第59回

第59回理学療法士国家試験 午後問題88

変形性股関節症で正しいのはどれか。

  1. 発症は遺伝の影響を受けない。
  2. 有病率は女性より男性が高い。
  3. 一次性の頻度は二次性より高い。
  4. 変形性膝関節症の合併リスクは低い。
  5. 重量物作業を伴う職業は発症のリスク要因である。

解答解説

正解は 5.重量物作業を伴う職業は発症のリスク要因である です。

変形性股関節症は、関節軟骨の変性や摩耗により、股関節の痛みや可動域制限を引き起こす疾患です。その発症には、構造的要因(例:寛骨臼形成不全や先天性股関節脱臼)、加齢、肥満、職業や運動習慣などが関与しています。以下、それぞれの選択肢を詳しく解説します。

各選択肢の解説

  1. 発症は遺伝の影響を受けない
    遺伝的要因は、変形性股関節症の発症に大きく関与します。日本では、寛骨臼形成不全(骨盤の臼蓋が浅い先天的な形状異常)が原因となる二次性の変形性股関節症が多く、これには遺伝の影響があることが知られています。この選択肢は誤りです。
  2. 有病率は女性より男性が高い
    変形性股関節症の有病率は女性に多いことが特徴です。特に、寛骨臼形成不全が女性に多く見られるため、結果として女性の有病率が男性より高くなります。この選択肢は誤りです。
  3. 一次性の頻度は二次性より高い
    日本においては、寛骨臼形成不全や先天性股関節脱臼などを原因とする二次性の変形性股関節症がほとんどを占めます。一次性(原因が明確ではないもの)は欧米に多く、日本では頻度が低いです。この選択肢は誤りです。
  4. 変形性膝関節症の合併リスクは低い
    変形性股関節症と変形性膝関節症は、加齢や体重増加などの共通のリスク因子を背景に発生することが多いため、両者が合併するリスクは高いです。
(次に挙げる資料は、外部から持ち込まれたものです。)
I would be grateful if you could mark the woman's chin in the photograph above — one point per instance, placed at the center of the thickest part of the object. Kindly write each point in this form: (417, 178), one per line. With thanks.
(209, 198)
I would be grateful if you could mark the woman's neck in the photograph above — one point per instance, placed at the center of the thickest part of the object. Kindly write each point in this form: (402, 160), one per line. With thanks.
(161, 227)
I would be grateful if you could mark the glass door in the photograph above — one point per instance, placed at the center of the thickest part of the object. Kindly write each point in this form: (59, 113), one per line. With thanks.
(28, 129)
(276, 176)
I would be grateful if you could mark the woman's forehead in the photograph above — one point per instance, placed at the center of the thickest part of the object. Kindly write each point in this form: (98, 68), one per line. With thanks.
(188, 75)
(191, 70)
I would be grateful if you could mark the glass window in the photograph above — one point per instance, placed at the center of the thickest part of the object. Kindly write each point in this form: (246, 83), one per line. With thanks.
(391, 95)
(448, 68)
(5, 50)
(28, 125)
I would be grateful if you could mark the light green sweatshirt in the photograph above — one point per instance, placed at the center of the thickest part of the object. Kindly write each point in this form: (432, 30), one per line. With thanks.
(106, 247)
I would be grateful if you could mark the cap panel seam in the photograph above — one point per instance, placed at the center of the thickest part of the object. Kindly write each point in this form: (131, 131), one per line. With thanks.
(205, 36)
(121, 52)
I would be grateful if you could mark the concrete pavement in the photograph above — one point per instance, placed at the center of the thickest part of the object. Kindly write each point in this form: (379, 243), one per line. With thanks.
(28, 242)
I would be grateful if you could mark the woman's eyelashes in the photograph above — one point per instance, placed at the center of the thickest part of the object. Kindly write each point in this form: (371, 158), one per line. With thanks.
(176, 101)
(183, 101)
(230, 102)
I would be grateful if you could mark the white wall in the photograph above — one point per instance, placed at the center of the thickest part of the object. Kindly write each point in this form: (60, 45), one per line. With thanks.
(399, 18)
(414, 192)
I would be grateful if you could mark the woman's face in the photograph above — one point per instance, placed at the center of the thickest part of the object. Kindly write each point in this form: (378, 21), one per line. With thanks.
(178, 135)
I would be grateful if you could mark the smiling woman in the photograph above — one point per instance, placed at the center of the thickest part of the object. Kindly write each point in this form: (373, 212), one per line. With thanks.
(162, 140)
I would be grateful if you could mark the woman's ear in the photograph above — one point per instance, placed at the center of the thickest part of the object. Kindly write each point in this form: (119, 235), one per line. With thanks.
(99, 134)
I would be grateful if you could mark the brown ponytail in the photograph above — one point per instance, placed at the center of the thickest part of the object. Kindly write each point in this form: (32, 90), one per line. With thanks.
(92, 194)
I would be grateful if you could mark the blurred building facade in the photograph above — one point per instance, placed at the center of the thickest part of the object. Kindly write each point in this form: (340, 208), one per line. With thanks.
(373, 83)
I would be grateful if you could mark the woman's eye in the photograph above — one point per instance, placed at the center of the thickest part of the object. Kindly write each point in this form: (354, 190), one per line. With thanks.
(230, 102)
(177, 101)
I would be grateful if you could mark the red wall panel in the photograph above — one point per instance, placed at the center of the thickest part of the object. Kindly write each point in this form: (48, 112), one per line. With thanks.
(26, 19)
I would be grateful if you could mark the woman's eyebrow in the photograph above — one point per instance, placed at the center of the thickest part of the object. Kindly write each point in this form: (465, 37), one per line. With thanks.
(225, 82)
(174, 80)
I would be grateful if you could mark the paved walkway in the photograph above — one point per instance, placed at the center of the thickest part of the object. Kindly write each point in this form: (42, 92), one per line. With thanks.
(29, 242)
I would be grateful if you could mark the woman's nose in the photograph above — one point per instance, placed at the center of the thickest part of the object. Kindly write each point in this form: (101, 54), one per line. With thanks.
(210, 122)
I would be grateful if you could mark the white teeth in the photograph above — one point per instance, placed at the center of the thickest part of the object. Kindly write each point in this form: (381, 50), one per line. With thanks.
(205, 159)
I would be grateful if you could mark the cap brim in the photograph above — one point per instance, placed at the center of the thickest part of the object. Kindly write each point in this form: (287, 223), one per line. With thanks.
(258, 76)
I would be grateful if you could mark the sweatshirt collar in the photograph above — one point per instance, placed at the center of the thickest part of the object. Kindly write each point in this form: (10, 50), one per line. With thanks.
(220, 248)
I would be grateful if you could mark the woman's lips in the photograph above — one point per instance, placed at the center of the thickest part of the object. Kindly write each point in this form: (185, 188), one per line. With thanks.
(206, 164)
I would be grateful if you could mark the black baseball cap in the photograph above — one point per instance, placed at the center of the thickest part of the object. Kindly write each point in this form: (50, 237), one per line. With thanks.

この選択肢は誤りです。
  5. 重量物作業を伴う職業は発症のリスク要因である
    重量物作業は股関節への過剰な負荷をもたらし、変形性股関節症のリスクを高める要因です。特に長時間の立位作業や重労働を伴う職業は、股関節の軟骨の摩耗を促進する可能性があります。この選択肢が正しいです。

ワンポイントアドバイス

変形性股関節症の診断や予防には、一次性と二次性の区別が重要です。日本では二次性が多く、特に寛骨臼形成不全が主な原因となります。また、体重管理や職業による負担軽減が予防策として重要です。変形性股関節症と膝関節症が合併しやすいことも試験対策のポイントとして押さえておきましょう。